His search led him to the fourth floor—the master bedroom, where Grimsby’s sheets had been strewn about the room. Ustuus turned the bed over, turned the wardrobe out on the floor. The nightstand concealed a Kraumtausser-brand double-action toothgun with a full mandible of twelve sharp incisors but nothing more. The zooefacted firearm hadn’t helped Grimsby, and it wouldn’t help Ustuus either.

He pawed the sweat off his neck. Where had the bastard stowed the drownéd thing? He and Vagn didn’t have all day. By the Giver Sea, they didn’t even have all night. He could be sacked if the place weren’t wiped in time. Loss would trigger loss: of his home, of his future. The survival machine would irreparably collapse, and as for Denly...

Pinned between obligations, Ustuus could not breathe.

A jag of light sliced through his worries. Ustuus tripped over to the window and squinted through the curtains. A second herczécar had pulled up across the street, its eyelights blazing a queasy green. Ustuus’s heart began to play a marching beat as three wet shadows filed out of the zooefacted vehicle and converged on the house.

“Mister Creeg?” Vagn called out. “I think someone’s at the door.”

Ustuus raised his voice to warn him, and what came instead was the roar of a gunshot.

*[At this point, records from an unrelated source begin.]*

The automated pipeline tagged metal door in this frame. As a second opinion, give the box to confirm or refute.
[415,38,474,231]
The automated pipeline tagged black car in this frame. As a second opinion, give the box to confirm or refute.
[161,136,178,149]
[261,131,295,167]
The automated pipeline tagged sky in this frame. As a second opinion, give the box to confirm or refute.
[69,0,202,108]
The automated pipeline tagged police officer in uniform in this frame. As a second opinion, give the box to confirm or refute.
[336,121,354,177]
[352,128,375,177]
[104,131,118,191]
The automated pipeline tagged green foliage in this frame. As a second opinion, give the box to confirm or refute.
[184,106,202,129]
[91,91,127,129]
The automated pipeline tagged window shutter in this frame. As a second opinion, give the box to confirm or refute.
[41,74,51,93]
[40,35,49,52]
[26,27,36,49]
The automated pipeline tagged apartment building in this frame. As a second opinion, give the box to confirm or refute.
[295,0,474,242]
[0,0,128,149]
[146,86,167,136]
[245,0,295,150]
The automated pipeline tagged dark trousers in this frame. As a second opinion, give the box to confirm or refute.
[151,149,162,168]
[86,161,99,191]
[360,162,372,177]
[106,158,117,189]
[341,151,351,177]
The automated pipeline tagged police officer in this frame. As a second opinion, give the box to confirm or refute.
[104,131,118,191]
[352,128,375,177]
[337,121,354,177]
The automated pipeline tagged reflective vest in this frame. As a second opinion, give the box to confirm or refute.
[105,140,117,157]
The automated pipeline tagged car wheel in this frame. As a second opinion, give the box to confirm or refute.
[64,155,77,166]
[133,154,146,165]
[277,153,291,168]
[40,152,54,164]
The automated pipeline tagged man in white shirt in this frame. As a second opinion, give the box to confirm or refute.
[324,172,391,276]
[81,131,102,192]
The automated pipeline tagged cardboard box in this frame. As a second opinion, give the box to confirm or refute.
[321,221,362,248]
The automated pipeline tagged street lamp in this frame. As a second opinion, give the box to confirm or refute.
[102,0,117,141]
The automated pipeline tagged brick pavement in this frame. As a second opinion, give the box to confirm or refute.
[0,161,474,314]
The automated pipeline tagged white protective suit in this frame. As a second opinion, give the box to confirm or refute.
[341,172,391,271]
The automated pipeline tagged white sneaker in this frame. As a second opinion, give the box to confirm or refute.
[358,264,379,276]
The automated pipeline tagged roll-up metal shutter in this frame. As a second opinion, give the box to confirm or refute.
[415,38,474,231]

His hands clamped themselves over his mouth to trap the scream that would have brought death on him too. For a moment he envisioned Vagn’s earnest features brightly imposed against the darkness of his mind—he hadn’t known him long, but Vagn had been a hard worker, eager to please—and then, just as quickly, that image began to fade, Ustuus’s subconscious hurling unnecessary luggage overboard. He cursed himself for his own callousness even as his thoughts turned away towards the matter of survival.

The next sound he heard was boots on the stairs.

With nowhere to turn, Ustuus crammed his bulk into the wardrobe and held the door shut. He watched through the crack, with breath held in his chest, as a youth in the red tatters of a Tarfellow came into the room. His forearms had been tattooed tar-black from fingertips up past the elbows; from one hand dangled a glinting half-moon stained red—a gutting knife for slitting the innards out of fish.

“You find him?” asked a voice from downstairs.

Ustuus feared they meant him until the black-handed man spoke up. “Granddad Grim ain’t here. Bastards really done it. Taker Sea drown ‘em all. They finally got Old Unkillable.”

Aye, he’s gone. There’s nothing for you here. Get in your ‘car and go.

“Mum’ll be crushed,” the man downstairs said.

Black-hand turned, his brow furrowed to a point. A shaven head and scarified lips gave him the semblance of a skull. That corpse’s gaze swept past the wardrobe, and Ustuus felt the ripple of death swimming by.

“Let’s cheer her up then, brother,” Black-hand said with a dawning grin. “How early’s too early to read the will?”

Ustuus feared to so much as blink as Black-hand ransacked the room, presumably on the hunt for that same drownéd treasure map. It occurred to him only then that the two men didn’t know he was there, had not heard Vagn call up to him. Vagn’s death had not been entirely pointless, then; it had bought Ustuus a few extra moments of life.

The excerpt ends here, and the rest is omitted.